¿Un mal de nunca acabar?

En Colombia, la tierra y hasta el mar han sido saqueados con corbata y toga. El campesino que ocupa un baldío para sobrevivir es tratado como invasor; el poderoso que se apodera de hectáreas enteras recibe el trato indulgente de las instituciones: “irregularidad”, “sin permiso”, “error notarial”. El lenguaje se vuelve cómplice de la impunidad.
El caso más reciente es el del presidente del Senado, Lidio García Turbay, a quien la Unidad de Restitución de Tierras investiga por dos extensas fincas que, “presuntamente”, se apropió sin permiso. Así llaman las élites al despojo: con palabras suaves que encubren la brutalidad del saqueo.
Pero no son solo los senadores. También algunos magistrados han incurrido en la misma voracidad.

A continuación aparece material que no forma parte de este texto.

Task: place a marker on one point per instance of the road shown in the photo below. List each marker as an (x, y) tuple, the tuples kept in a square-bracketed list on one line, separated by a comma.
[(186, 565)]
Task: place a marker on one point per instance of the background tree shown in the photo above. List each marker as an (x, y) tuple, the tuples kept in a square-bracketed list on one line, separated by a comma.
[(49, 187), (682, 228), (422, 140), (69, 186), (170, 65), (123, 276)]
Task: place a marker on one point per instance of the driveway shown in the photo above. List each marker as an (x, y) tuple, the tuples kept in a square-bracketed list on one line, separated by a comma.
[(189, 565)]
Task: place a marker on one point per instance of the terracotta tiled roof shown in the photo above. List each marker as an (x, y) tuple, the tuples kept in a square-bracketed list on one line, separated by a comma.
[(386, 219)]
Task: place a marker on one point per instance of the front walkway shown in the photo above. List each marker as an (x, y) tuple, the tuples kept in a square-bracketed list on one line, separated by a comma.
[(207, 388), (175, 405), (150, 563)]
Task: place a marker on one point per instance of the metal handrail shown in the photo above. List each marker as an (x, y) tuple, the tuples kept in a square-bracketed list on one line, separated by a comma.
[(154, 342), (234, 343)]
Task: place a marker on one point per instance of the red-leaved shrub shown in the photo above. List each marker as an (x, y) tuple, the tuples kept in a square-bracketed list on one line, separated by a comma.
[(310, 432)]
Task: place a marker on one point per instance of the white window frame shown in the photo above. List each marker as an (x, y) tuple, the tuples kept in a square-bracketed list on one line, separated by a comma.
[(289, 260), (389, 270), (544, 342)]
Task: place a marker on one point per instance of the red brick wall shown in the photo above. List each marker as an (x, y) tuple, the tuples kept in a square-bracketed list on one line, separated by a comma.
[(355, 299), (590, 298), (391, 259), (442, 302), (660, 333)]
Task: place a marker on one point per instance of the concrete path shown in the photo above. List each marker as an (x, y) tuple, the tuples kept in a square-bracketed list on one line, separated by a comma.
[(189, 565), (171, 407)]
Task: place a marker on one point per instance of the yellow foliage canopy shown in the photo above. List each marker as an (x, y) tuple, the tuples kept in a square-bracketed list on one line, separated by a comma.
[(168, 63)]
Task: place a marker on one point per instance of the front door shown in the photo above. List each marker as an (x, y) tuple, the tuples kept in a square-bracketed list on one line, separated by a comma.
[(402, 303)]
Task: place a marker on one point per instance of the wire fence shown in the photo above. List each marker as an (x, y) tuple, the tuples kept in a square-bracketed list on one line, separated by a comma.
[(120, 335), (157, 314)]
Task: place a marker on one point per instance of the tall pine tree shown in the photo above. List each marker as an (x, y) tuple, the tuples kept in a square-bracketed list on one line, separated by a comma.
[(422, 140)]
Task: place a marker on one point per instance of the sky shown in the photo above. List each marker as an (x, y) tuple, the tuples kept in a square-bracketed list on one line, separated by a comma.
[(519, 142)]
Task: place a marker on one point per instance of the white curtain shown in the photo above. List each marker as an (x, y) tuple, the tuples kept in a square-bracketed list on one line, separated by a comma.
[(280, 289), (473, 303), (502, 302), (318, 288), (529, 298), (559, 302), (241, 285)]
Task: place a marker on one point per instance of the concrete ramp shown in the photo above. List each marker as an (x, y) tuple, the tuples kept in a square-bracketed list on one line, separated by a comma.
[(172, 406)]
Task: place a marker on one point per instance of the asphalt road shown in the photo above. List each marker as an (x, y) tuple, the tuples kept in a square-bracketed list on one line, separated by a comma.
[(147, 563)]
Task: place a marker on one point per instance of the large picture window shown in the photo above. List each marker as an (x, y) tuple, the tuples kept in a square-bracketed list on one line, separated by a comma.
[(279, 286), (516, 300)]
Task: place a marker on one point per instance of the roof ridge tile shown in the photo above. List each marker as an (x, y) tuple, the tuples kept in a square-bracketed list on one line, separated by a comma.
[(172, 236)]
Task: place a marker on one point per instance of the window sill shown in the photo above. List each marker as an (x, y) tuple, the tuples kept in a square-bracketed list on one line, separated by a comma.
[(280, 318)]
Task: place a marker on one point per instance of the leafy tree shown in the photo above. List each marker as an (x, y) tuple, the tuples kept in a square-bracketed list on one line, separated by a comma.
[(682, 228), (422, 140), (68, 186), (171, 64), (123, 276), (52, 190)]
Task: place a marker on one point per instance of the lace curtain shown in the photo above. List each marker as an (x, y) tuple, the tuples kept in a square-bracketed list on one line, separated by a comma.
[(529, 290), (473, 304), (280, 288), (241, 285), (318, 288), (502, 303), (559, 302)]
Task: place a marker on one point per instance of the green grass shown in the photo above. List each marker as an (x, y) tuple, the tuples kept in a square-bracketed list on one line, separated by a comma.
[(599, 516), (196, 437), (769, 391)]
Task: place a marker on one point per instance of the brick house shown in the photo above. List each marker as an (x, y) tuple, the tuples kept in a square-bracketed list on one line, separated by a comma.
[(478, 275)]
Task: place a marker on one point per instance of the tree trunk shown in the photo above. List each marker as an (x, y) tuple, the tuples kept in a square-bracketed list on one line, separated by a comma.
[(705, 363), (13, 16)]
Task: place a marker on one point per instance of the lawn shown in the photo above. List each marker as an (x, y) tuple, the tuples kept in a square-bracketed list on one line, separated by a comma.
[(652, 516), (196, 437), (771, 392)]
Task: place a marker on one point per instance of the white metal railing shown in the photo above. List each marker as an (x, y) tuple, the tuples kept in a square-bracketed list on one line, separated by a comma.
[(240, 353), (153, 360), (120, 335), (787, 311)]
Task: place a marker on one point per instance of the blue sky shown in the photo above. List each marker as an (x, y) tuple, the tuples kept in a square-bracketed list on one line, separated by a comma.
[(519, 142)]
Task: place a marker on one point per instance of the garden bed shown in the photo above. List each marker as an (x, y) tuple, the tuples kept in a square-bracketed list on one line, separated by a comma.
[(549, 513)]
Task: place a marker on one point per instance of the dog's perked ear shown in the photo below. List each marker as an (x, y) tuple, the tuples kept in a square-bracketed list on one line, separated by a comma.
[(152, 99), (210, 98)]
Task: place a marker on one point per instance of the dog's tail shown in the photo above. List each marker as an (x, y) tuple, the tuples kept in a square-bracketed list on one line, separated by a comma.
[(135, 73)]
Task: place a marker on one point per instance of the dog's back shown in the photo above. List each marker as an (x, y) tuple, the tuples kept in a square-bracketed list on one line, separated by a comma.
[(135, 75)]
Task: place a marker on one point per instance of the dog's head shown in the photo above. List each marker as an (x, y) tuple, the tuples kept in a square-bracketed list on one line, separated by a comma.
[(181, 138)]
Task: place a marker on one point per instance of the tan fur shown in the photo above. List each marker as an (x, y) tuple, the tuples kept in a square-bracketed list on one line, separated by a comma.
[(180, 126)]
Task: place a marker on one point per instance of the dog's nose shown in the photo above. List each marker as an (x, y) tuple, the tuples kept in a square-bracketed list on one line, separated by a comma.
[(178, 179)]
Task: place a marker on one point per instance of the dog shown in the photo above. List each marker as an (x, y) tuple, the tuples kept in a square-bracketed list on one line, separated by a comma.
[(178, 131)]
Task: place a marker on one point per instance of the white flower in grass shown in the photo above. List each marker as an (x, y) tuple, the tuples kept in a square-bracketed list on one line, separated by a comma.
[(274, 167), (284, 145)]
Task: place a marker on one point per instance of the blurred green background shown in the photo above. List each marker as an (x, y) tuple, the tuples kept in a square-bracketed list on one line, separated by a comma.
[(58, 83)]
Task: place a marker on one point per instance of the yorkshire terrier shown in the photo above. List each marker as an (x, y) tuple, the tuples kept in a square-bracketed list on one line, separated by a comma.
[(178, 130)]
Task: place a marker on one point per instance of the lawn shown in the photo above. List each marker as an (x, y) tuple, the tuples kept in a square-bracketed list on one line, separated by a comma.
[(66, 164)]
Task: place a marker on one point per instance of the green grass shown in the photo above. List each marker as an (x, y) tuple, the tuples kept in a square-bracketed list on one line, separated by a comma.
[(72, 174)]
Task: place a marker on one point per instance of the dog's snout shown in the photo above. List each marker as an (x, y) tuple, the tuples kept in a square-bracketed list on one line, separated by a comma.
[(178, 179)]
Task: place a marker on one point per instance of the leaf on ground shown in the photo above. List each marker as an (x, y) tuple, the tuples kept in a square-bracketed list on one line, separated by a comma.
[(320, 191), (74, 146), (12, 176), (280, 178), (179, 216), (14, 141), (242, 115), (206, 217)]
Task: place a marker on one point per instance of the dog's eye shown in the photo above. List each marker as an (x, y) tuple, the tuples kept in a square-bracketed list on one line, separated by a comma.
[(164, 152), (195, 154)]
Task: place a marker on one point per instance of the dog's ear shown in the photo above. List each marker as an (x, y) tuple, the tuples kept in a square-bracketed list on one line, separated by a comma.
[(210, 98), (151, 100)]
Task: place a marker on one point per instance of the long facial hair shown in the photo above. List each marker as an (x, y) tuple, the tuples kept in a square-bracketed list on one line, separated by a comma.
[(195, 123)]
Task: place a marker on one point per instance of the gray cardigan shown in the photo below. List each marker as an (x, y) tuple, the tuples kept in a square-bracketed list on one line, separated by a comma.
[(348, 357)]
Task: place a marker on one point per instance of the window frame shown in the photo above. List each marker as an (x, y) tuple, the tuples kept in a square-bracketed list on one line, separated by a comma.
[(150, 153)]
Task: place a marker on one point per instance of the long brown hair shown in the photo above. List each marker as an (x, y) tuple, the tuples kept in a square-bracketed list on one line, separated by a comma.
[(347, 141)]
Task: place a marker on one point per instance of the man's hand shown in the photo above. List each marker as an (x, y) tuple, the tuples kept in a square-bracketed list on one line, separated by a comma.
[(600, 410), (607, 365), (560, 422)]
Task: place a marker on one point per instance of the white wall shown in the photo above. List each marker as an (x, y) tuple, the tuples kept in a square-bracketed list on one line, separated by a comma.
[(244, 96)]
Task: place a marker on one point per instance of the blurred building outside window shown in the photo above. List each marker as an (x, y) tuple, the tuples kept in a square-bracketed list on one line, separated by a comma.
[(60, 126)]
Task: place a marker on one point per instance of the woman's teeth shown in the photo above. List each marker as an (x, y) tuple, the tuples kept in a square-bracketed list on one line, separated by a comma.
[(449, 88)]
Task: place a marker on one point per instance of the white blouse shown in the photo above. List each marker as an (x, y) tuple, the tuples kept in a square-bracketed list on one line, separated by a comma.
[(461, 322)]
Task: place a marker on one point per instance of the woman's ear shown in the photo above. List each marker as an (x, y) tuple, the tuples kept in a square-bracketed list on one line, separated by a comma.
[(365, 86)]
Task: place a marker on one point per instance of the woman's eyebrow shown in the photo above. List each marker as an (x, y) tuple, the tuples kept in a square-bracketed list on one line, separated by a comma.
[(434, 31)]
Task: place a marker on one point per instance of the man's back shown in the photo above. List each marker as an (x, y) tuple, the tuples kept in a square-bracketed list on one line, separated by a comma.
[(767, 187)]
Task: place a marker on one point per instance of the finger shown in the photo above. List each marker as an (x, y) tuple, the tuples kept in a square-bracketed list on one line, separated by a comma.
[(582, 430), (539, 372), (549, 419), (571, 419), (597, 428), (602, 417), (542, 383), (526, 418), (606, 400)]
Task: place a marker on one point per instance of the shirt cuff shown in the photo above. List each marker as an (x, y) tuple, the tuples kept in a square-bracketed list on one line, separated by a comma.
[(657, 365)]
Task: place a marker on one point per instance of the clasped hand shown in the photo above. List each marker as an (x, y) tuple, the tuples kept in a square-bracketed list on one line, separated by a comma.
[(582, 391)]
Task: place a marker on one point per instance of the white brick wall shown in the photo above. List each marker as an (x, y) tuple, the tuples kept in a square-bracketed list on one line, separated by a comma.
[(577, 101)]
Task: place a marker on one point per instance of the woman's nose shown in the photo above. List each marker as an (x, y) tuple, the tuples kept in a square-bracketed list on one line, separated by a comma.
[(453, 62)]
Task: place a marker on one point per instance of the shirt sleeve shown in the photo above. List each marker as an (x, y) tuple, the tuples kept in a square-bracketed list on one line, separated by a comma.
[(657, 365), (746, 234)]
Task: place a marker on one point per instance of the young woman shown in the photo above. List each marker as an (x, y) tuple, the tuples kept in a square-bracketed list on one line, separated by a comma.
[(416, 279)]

Jorge Pretelt, expresidente de la Corte Constitucional, se apropió de un arrecife en el archipiélago de San Bernardo y sobre él levantó un hotel privado, como si la toga fuera patente para invadir hasta el mar.
Ese abuso, denunciado en su momento, retrata la arrogancia de una élite judicial que convirtió el poder en llave maestra para depredar lo común.
¿Qué democracia puede sostenerse cuando quienes hacen las leyes y quienes administran la justicia convierten la legalidad en disfraz para el saqueo? ¿Cómo hablar de Estado de derecho cuando los guardianes de la Constitución son al mismo tiempo sus peores infractores?
Cada hectárea arrebatada, cada isla y arrecife convertidos en botín, cada baldío “legalizado” con maniobras notariales es una condena al pueblo: campesinos desplazados, comunidades sin tierra, ciudadanos que ya no confían en la Justicia. El Congreso y las Cortes deberían ser templos de dignidad, pero demasiadas veces han sido guaridas de usurpadores. Y la memoria histórica no los absolverá: quedarán registrados no como servidores públicos, sino como depredadores con fuero y mercaderes con toga, capaces de llamar “sin permiso” al más descarado de los robos.
La lista crece: desde el familiar de Paloma Valencia, señalado por la Agencia Nacional de Tierras, hasta varios senadores que se han “adueñado” de predios que jamás les pertenecieron.
No son hechos aislados: son la radiografía de un país donde el despojo se viste de elegancia y la impunidad lleva toga y corbata.
No hay un porcentaje oficial único del territorio colombiano que ha sido despojado, pero algunas estimaciones indican que se han adquirido ilegalmente cerca de ocho millones de hectáreas.